Cross Cluster Replication (CCR)

We added docs for the CCR APIs, simplified some of the CCR APIs, and aligned the terminology used in the CCR APIs to be closer to what we have for Cross Cluster Search. We also added a new byte-based limit for the write buffer that’s used on the follower to temporarily hold the documents that need to be pushed to the follower shards. The current limit was based on the count of documents in the buffer, making it difficult to come up with a good default as the memory usage then depended on the size of the documents. When the new size limit is hit (512MB by default), fetching changes from the leader cluster will be paused to give the follower shards a chance to catch up with the current documents in the buffer.

We continued investigating the effect of concurrent connections on cross-region traffic. We have also measured the read load created by CCR on the leader cluster vs. write load created on follower cluster, and studied the overhead that CCR has on the indexing rate of the leader cluster, findings are summarized here. The coming weeks will focus on further benchmarking and testing, so that we can ship CCR with optimal defaults.

Improving indexing performance with selective flushing

Currently when we perform a flush on a shard (when we write the segments in memory to disk) we flush all segments in memory at the same time. This can lead to situations where some of the segments we write to disk are large (which is good) and others are small (which is not so good as these will end up needing to be merged). We have raised a PR which will change this behaviour so on a flush we will only write the largest segment in memory to disk. This should mean that the segments flushed to disk are generally larger, require fewer merges and ultimately increase indexing throughput. We will benchmark this change to ensure it has the effect that we are expecting.
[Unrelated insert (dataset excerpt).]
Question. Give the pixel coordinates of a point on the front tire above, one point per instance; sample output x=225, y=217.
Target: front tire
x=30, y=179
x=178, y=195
More functionality for the SQL plugin

We have been working hard to implement new functionality in SQL. We have added support for value IN (v1, v2, v3...) expressions, implemented CONVERT, an alternative to CAST with a different syntax (required for ODBC), and is currently working on handling the NOT operator properly which has some complex behaviour when mixed with certain other operators.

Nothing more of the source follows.